Alors que le second tour des municipales à Paris se profilait avec cinq candidats, Sarah Knafo, issue de Reconquête!, a opté pour le retrait, ayant recueilli 10,4 % des voix lors du premier tour, comme l'a rapporté Valeurs Actuelles. Cette décision est perçue comme un soutien inattendu pour Rachida Dati, qui avait obtenu 25,46 % des voix.

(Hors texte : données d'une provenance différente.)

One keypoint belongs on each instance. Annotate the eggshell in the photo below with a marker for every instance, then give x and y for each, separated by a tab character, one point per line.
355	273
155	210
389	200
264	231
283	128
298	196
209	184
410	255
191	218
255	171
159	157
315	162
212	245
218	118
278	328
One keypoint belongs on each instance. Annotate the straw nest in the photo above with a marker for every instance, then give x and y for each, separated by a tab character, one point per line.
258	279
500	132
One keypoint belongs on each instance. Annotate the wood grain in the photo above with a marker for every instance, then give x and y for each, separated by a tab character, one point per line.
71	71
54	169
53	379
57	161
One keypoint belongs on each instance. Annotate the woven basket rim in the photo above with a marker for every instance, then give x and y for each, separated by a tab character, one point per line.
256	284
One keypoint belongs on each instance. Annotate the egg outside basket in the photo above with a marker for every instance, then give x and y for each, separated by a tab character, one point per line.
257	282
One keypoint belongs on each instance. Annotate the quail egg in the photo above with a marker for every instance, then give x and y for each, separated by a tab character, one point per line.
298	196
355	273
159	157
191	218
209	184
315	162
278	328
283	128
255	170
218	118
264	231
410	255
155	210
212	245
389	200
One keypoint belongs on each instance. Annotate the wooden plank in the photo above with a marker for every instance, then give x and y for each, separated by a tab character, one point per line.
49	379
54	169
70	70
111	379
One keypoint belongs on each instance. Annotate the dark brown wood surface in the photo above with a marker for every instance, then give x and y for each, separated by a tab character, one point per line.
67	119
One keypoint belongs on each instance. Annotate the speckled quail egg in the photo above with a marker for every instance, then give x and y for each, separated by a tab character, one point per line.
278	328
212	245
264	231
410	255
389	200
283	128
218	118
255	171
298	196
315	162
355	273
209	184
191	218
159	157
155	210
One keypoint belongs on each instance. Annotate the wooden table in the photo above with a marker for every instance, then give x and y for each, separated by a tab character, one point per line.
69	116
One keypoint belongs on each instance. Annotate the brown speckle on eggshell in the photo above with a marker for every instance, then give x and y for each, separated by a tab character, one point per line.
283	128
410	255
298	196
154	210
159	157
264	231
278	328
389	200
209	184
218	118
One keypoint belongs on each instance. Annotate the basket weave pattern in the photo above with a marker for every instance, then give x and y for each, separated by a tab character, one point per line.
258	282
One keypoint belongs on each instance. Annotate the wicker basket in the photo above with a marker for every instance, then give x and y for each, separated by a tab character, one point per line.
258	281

En amont des élections, Knafo avait proposé une alliance, mais celle-ci a été catégoriquement rejetée par Dati. Son porte-parole avait en effet indiqué : « Aucune alliance avec Sarah Knafo n'est envisageable ». Dati, quant à elle, a choisi de fusionner sa liste avec celle de Pierre-Yves Bournazel, un candidat de Horizons-Renaissance, mettant en avant une stratégie visant à dissuader toute association avec l'extrême droite.
« Rejeter toute dépendance à l'extrême droite »
Pour Bournazel, l'option d'une telle alliance passait nécessairement par un engagement fort de Dati : « Nous devons rejeter catégoriquement toute porosité avec l'extrême droite ». Ce départ de Knafo, ouvrant la voie à Dati, pourrait également influencer d'autres électeurs hésitants, ceux qui craignent une victoire de la gauche à Paris, notamment celle représentée par Emmanuel Grégoire, qui a recueilli 37,98 % des suffrages.
Expert en politique locale, Jean-Pierre Dubois, souligne : « Ce retrait peut considérablement remodeler les dynamiques de cette élection. Dati pourrait s’affirmer comme le principal challenger à gauche ». Alors que la stratégie politique s'intensifie à Paris, tous les regards se tournent vers les conséquences de ce renoncement sur le paysage électoral.